Prosecutor Mercedeh Jabbari told the court that Linford, of Sandy Lane, Accrington, was a passenger in a car with two other males outside the Britannia pub last November when they were spotted by police officers who became suspicious of the car’s open window.
They approached in a marked police vehicle and saw a bag being thrown out of the car into a field nearby. The bag, which belonged to the driver, was discovered to contain crack cocaine.
Ms Jabbari said: “Found on this defendant was £85 in cash, there was a mobile phone seized from him at the time but also at his home address officers found a quantity of unused snap sealed bags.”
The other passenger was also found to possess 14.4 grams of cannabis and all three were smoking cannabis, the court heard.
Officers who searched Linford’s home also found cannabis weighing scales and messages on the iPhone showed him to be concerned in the supply of drugs. Ms Jabbari told the court that the Crown’s stance was that Linford is a ‘street dealer’ motivated by a ‘financial’ or similar advantage.

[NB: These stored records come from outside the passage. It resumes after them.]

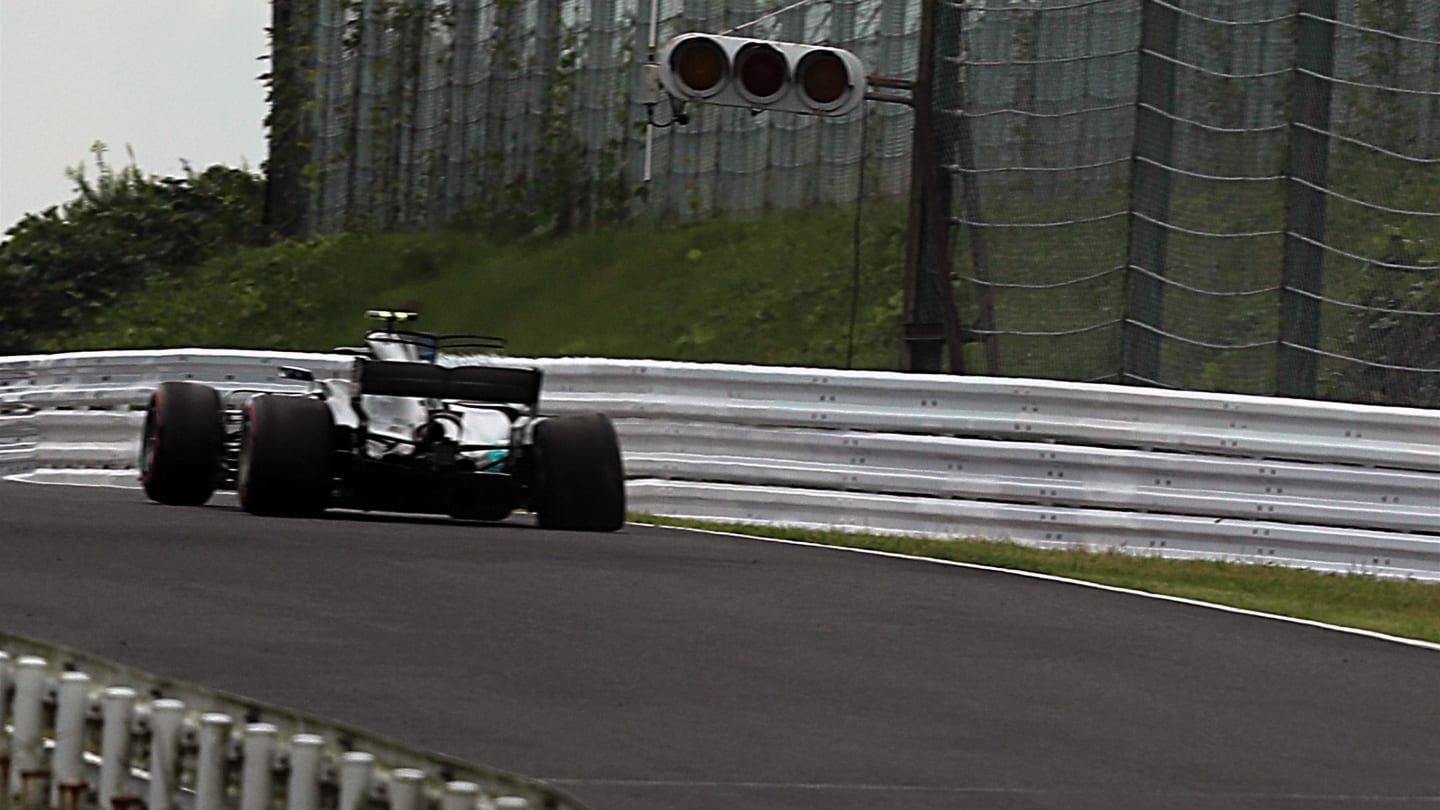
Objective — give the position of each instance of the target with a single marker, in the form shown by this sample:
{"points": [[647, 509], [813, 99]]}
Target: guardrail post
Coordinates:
{"points": [[304, 771], [68, 760], [460, 796], [405, 789], [29, 718], [209, 781], [5, 738], [258, 774], [117, 718], [166, 721], [356, 768]]}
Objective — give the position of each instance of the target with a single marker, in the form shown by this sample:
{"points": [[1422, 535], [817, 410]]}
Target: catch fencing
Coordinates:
{"points": [[1053, 464], [78, 731], [1218, 195]]}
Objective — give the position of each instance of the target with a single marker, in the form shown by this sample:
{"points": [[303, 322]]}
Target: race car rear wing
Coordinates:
{"points": [[513, 385]]}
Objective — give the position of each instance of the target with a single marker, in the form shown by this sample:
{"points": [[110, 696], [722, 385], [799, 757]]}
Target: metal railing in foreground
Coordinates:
{"points": [[78, 732]]}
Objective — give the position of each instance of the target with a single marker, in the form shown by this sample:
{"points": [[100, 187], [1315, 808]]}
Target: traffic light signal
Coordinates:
{"points": [[761, 74]]}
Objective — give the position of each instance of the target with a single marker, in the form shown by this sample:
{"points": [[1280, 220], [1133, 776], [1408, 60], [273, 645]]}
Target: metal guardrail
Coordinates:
{"points": [[1004, 408], [78, 731], [1321, 484]]}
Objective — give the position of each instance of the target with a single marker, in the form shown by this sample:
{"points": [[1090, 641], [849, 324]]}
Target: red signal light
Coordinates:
{"points": [[762, 71], [824, 78], [761, 74], [700, 64]]}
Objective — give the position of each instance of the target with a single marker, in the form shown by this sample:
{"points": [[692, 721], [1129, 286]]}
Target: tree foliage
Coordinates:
{"points": [[64, 264]]}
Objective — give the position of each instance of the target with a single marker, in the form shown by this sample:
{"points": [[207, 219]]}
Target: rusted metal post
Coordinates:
{"points": [[930, 322]]}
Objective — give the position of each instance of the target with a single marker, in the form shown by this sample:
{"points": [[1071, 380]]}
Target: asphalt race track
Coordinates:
{"points": [[666, 670]]}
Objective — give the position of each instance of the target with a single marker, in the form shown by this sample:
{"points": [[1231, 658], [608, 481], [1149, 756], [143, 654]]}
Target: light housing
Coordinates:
{"points": [[761, 74]]}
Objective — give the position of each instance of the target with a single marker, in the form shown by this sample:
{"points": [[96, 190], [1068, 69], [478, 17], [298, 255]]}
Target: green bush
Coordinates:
{"points": [[64, 265]]}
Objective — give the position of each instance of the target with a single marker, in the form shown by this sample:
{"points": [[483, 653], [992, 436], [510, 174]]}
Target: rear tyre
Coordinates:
{"points": [[182, 444], [284, 467], [579, 479]]}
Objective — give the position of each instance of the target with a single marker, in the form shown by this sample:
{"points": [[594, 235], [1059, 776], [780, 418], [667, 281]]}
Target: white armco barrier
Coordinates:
{"points": [[1319, 484], [78, 725]]}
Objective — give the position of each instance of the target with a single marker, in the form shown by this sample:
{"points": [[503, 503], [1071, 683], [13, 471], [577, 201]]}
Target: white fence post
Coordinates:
{"points": [[209, 781], [461, 796], [304, 771], [117, 718], [29, 719], [405, 789], [166, 721], [71, 706], [356, 768], [258, 774]]}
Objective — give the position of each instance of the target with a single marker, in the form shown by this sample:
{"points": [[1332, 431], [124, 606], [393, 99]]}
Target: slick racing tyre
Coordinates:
{"points": [[284, 466], [182, 444], [579, 480]]}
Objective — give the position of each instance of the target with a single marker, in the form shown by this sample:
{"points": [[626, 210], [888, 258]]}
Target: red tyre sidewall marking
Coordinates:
{"points": [[153, 450]]}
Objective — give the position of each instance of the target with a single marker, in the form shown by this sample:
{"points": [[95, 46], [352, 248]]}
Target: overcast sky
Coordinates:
{"points": [[174, 79]]}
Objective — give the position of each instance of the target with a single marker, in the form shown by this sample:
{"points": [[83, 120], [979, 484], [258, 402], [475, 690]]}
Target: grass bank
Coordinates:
{"points": [[1410, 610]]}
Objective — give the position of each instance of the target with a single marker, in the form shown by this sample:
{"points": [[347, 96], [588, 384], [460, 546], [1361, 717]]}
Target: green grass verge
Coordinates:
{"points": [[1404, 608]]}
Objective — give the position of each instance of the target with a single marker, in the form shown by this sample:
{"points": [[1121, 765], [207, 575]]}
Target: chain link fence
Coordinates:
{"points": [[1227, 195], [1224, 195], [431, 110]]}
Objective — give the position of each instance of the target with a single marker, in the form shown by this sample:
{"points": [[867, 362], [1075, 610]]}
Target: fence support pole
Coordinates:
{"points": [[930, 322], [1308, 175], [1149, 193]]}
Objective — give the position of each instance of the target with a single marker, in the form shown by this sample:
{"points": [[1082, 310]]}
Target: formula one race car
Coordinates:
{"points": [[399, 433]]}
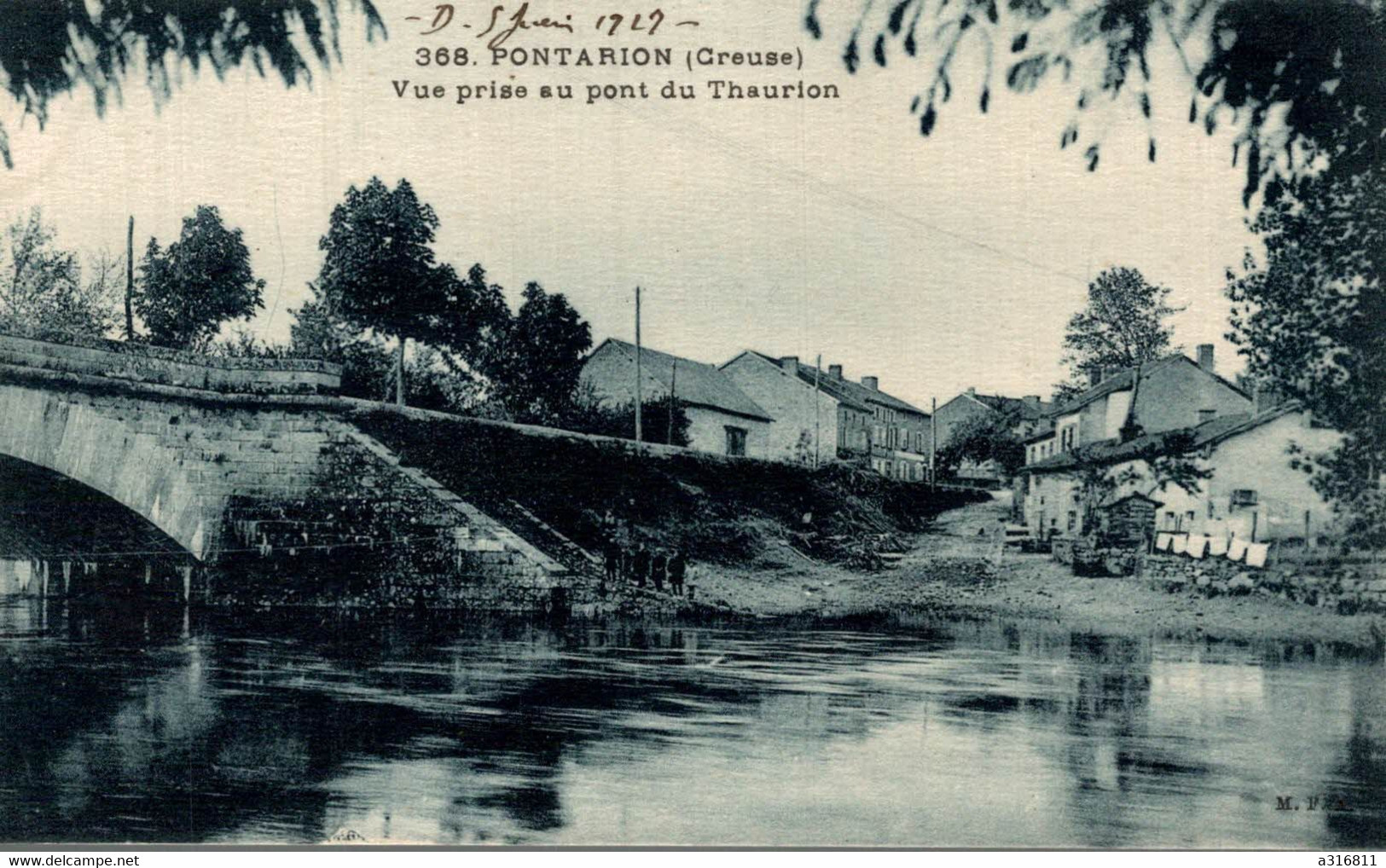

She added that Linford had committed the offences while subject to a referral order from the youth court in April 2016 for an earlier drug-dealing offence.
Defending, Richard Dawson told the court that the defendant had been ‘naive, immature and frankly stupid’, but that he was now actively working to change his lifestyle and was travelling from Accrington to Altrincham daily for work.
He said: “Whilst he was dealing he was dealing to subsidise his own misuse but he was also dealing to try and repay his debt and keep the dealers from his door.
“He has desisted in his cannabis use and he has found work. There are green shoots of hope, he is moving on in a positive fashion and repaying his debt to society.”
Linford wept in the dock as Recorder Mukhtar Hussain QC told him he would not be sending him into custody, but handed him a sentence of 15 months in a young offenders’ institute, suspended for 18 months.
Recorder Mukhtar Hussain QC told Thomas Linford he was giving him ‘a chance’ by not jailing him.
He said: “The consequences on those that become addicted to drugs can be devastating. You yourself know that, because you have got involved and built up a debt in relation to drugs and threats were made - yet you carried on.
“The most obvious sentence would be to send you into custody immediately. The public interest clearly requires you to go to prison but that has to be balanced against your circumstances, that means your early guilty plea, your relative youth.
“The reason I am going to change and give you a chance is because of the references I have read, what is set out in the pre-sentence report. I am also impressed that you have the family support and that you have gone into employment.
“There will be no further chances. Those two convictions remain on your record. The court will know you have got two offences relating to drug dealing.”
Linford must pay a statutory surcharge of £140, and forfeiture and destruction orders were placed on the scales, snap bags and his personal phone.